Monday, May 5, 2008
Separation Anxiety
A number of years ago, in a distant time some of you may not remember, a troubled magazine writer suffering from unresolved childhood fears wrote an article in which he described Highway 50 in central Nevada as "the loneliest road in America." When we who live along this delightful and enchanting route first learned of his smug and shallow assessment, we were damned insulted, but now the more enlightened among us are gradually beginning to realize that the poor man was profoundly disturbed and probably just couldn't help himself. Although debate among practicing psychologists persists to this day, and perhaps always will, most of the ones with licenses agree that because he could find no bustling 5th Avenues or glittering Hollywood Boulevards along the way to mollify his deeply rooted and neurotic feelings of isolation he concluded that he was lonely.
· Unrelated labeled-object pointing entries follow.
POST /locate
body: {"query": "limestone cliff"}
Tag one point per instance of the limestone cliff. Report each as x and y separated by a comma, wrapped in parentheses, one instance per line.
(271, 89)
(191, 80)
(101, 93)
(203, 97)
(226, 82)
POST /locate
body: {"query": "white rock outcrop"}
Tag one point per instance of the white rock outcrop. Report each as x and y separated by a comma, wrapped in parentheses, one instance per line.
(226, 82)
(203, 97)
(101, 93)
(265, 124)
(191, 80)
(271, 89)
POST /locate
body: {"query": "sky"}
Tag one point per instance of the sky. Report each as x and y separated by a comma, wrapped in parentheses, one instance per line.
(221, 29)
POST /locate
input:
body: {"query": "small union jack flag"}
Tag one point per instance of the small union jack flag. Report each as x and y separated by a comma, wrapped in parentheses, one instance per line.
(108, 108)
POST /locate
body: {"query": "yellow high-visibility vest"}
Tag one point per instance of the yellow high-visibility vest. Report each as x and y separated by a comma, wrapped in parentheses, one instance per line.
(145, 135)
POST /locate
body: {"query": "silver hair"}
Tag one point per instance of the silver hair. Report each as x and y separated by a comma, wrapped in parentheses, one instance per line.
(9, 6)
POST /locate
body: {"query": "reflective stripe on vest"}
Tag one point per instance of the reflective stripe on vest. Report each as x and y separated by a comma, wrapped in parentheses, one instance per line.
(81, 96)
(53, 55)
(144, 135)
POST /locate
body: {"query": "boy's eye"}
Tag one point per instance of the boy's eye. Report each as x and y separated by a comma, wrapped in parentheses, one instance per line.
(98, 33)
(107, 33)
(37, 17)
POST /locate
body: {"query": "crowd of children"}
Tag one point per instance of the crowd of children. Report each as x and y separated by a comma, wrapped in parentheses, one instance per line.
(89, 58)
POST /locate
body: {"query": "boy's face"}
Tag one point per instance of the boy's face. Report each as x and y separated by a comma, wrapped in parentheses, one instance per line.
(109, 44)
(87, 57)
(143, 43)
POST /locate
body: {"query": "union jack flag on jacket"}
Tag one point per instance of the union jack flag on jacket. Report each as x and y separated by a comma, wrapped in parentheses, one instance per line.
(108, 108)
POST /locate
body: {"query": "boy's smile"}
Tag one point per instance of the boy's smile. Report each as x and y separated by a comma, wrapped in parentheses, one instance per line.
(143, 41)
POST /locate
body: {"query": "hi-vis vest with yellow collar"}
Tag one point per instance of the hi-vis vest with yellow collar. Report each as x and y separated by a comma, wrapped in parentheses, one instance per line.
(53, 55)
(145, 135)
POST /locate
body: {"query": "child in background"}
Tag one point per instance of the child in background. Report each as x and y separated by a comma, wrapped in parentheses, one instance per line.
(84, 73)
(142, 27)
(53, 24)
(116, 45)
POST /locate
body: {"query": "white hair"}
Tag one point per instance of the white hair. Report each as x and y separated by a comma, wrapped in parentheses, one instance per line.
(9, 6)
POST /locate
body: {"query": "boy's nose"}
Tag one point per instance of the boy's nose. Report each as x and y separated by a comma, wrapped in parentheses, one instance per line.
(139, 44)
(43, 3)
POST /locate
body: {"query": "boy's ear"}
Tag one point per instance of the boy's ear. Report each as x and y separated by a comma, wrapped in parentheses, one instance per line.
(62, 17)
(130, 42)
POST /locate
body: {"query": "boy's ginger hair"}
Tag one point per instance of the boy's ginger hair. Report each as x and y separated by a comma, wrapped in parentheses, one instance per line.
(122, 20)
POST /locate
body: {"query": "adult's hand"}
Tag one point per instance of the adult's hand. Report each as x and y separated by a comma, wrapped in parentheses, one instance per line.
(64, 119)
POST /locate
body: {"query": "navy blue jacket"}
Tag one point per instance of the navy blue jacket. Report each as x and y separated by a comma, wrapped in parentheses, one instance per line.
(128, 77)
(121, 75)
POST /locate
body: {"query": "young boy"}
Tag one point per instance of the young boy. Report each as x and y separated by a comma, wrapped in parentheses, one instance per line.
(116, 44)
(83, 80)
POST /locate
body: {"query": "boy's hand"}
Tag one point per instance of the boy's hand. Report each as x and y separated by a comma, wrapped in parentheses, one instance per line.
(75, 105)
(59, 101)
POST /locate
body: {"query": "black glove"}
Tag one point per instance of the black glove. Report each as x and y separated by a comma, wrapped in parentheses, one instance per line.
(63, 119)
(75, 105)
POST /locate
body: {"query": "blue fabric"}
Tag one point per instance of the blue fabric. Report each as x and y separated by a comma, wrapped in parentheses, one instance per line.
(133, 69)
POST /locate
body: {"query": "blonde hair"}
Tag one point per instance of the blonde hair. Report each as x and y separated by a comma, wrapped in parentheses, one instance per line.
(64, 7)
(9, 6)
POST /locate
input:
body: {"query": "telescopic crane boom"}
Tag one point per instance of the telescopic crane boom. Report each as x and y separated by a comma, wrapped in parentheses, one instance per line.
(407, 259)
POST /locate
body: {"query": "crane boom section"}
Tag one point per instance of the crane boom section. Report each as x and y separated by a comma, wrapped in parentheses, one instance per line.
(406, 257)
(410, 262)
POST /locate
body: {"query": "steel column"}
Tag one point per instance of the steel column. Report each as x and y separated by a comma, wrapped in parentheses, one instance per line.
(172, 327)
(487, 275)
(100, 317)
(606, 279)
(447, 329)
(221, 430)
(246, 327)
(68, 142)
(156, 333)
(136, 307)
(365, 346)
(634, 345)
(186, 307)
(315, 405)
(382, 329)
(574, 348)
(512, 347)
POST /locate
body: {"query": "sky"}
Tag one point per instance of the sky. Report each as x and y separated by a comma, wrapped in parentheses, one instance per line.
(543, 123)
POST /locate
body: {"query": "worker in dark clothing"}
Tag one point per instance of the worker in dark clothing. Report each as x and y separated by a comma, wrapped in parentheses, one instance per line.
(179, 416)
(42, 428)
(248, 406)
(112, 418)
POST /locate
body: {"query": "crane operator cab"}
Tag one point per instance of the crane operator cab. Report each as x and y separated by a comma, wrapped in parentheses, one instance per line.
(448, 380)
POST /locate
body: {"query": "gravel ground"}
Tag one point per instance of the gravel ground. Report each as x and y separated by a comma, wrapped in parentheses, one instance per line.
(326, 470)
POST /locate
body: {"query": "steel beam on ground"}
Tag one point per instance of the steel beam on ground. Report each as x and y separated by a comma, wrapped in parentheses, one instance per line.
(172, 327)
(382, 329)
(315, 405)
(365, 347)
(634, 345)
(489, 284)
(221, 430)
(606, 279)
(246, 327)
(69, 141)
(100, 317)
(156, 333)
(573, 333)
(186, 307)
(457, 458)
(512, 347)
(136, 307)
In his sick and depraved mind he was confusing stark beauty and wide-open spaces with loneliness, which leads us now to believe he possessed a morbidly exaggerated sense of the role crowds and bright lights play in promoting feelings of acceptance and inclusion. Today we understand and sympathize with this anguished man and realize that he should no longer be held accountable for his regrettable remarks. After all, viewed through the lens of his twisted mind, things must have looked a lot different to him than they do to us normal people who live here in Nevada.